In 1984, Irvin Jones was one of 215 people murdered in Baltimore.

In 1991, Lucy Martin McIntyre was one of 304 murder victims in the city.

In 1992, James Ernest Brodie is one of 38 people killed so far this year in Baltimore County.

In the numbers game, Irvin Jones, Lucy McIntyre and Jame Brodie are three more murder victims -- part of a plague in large metropolitan areas across the country.

As a reporter, I've covered my share of murder stories. Each time an editor asked me to go out to a victim's home or neighborhood to interview family members and friends, I would cringe and complain. It's an assignment most reporters hate. You feel intrusive and foolish because you have to ask questions like, "How do you feel about your son's murder?"
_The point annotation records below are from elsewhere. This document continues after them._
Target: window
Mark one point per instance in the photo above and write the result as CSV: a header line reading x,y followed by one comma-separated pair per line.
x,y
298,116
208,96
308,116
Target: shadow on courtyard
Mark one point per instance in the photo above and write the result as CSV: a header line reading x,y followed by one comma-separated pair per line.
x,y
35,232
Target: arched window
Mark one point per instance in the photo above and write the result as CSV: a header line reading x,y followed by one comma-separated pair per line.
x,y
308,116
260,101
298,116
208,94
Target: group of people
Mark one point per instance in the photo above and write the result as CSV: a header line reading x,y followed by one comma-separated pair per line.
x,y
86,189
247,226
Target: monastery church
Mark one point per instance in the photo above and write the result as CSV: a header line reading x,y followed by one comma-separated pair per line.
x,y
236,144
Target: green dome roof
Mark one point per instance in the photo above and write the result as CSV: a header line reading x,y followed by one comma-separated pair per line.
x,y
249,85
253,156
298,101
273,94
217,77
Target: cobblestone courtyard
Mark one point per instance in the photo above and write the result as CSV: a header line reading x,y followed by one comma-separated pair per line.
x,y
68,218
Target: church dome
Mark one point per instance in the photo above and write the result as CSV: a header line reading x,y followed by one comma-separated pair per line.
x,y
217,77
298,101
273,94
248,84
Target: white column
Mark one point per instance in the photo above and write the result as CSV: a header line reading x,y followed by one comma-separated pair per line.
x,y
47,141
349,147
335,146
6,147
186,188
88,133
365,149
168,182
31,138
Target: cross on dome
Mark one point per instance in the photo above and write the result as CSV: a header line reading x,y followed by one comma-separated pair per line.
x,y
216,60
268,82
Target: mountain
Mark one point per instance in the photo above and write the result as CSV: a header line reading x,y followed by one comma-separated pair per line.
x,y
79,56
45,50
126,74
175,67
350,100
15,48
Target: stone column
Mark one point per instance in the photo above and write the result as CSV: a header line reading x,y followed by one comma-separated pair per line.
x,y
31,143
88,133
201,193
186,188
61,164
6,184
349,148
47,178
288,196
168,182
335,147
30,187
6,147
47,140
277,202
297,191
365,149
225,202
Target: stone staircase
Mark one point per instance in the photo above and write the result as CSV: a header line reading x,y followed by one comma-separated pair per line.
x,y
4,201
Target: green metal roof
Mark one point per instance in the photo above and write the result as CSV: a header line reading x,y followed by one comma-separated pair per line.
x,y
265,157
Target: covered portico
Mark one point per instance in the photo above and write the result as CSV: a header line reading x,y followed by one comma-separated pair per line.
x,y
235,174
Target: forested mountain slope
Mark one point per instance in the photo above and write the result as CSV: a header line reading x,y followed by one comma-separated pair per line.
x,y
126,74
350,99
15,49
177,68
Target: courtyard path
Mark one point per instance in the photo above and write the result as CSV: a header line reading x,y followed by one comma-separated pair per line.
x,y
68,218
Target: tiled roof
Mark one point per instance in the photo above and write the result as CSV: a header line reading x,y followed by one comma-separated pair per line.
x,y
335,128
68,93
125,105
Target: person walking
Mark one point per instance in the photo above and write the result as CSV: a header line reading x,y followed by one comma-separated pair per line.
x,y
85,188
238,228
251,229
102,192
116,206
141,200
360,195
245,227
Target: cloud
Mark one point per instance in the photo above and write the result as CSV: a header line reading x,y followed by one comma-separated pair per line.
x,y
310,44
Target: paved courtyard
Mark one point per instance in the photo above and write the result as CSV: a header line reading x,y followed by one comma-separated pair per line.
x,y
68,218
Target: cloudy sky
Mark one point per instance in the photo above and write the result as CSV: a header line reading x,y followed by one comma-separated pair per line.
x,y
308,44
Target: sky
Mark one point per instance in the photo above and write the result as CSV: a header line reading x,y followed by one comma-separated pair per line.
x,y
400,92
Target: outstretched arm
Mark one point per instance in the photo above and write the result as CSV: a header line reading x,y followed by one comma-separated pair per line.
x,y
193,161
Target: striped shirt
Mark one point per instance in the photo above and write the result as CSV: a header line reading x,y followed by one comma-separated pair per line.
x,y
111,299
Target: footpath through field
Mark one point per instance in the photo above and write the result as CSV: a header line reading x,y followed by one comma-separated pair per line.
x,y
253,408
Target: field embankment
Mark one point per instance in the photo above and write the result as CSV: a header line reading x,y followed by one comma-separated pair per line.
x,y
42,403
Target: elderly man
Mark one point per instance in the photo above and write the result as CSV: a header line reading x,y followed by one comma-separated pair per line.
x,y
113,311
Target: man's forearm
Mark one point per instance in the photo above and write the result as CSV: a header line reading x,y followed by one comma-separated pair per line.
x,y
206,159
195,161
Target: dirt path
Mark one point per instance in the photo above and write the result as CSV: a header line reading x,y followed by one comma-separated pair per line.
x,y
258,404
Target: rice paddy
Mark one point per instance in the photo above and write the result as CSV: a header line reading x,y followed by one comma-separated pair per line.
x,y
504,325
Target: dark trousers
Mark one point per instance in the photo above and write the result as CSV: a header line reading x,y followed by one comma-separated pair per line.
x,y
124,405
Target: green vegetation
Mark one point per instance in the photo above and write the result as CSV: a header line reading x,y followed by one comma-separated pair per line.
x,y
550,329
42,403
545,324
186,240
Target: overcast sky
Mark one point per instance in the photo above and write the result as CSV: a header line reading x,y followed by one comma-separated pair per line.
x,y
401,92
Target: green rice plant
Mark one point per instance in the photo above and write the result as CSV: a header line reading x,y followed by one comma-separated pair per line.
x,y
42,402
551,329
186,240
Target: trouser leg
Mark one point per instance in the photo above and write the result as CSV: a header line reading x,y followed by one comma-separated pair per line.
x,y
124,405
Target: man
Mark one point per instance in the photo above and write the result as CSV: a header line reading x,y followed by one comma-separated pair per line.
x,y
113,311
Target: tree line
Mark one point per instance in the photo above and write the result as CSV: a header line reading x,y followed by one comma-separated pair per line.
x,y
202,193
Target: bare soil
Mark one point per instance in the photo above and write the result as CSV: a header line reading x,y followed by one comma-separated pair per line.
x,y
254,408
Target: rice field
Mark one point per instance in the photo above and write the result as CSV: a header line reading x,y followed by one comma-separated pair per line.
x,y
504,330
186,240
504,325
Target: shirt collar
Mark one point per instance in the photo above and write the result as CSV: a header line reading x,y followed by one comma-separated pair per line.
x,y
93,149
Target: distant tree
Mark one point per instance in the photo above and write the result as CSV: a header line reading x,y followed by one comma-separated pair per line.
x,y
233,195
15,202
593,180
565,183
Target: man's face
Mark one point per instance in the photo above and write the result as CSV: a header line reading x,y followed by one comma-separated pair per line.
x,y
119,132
I remember one such assignment handed to me more than 10 years ago while I was an intern at The Evening Sun. A young mother had been caught in a shootout between two drug dealers in East Baltimore. As the woman fell to the ground, she yelled for a friend to take her baby. She died moments later, having safely placed her baby in the arms of her friend. I don't remember the victim's name, but I do recall the pain on the face of her mother. I finished the interview. As soon as I reached my car, I slumped over the steering wheel in tears. Reporters aren't supposed to cry during interviews.

It's OK, I guess, when the victim was a beloved friend.

When a 16-year-old with a shotgun killed Irvin Jones, his parents lost their only child. My brother lost his best friend. A community lost a young black man who wasn't on drugs or dealing drugs. Irv was a productive citizen, working and contributing to Baltimore.

When Lucy McIntyre was stabbed to death in her kitchen last year by a man high on cocaine, the city lost a community crusader who hounded landlords, trying to get them to repair properties. She had been instrumental in getting an innovative development for low- and moderate-income families built in her neighborhood. I lost a mother-in-law; she was killed seven months before I married her youngest son.

The man who murdered Lucy McIntyre robbed a neighborhood of one of its most vigilant community activists. She had dreamed of getting a city-owned vacant lot behind her home cleaned up and converted into a park. Two weeks ago, a year after the murder, the Richnor Springs Neighborhood Association broke ground for that park, named in her honor. More than two dozen people showed up that cold Saturday morning for the groundbreaking, and both men and women wept as her only daughter, Karen, sang, "Ordinary People."

When James Brodie was killed last weekend in his Catonsville barber shop, a family, a neighborhood and a business community lost a gentle man whose care for his customers went beyond cutting their hair in a fade or hightop. My family lost a wonderful friend.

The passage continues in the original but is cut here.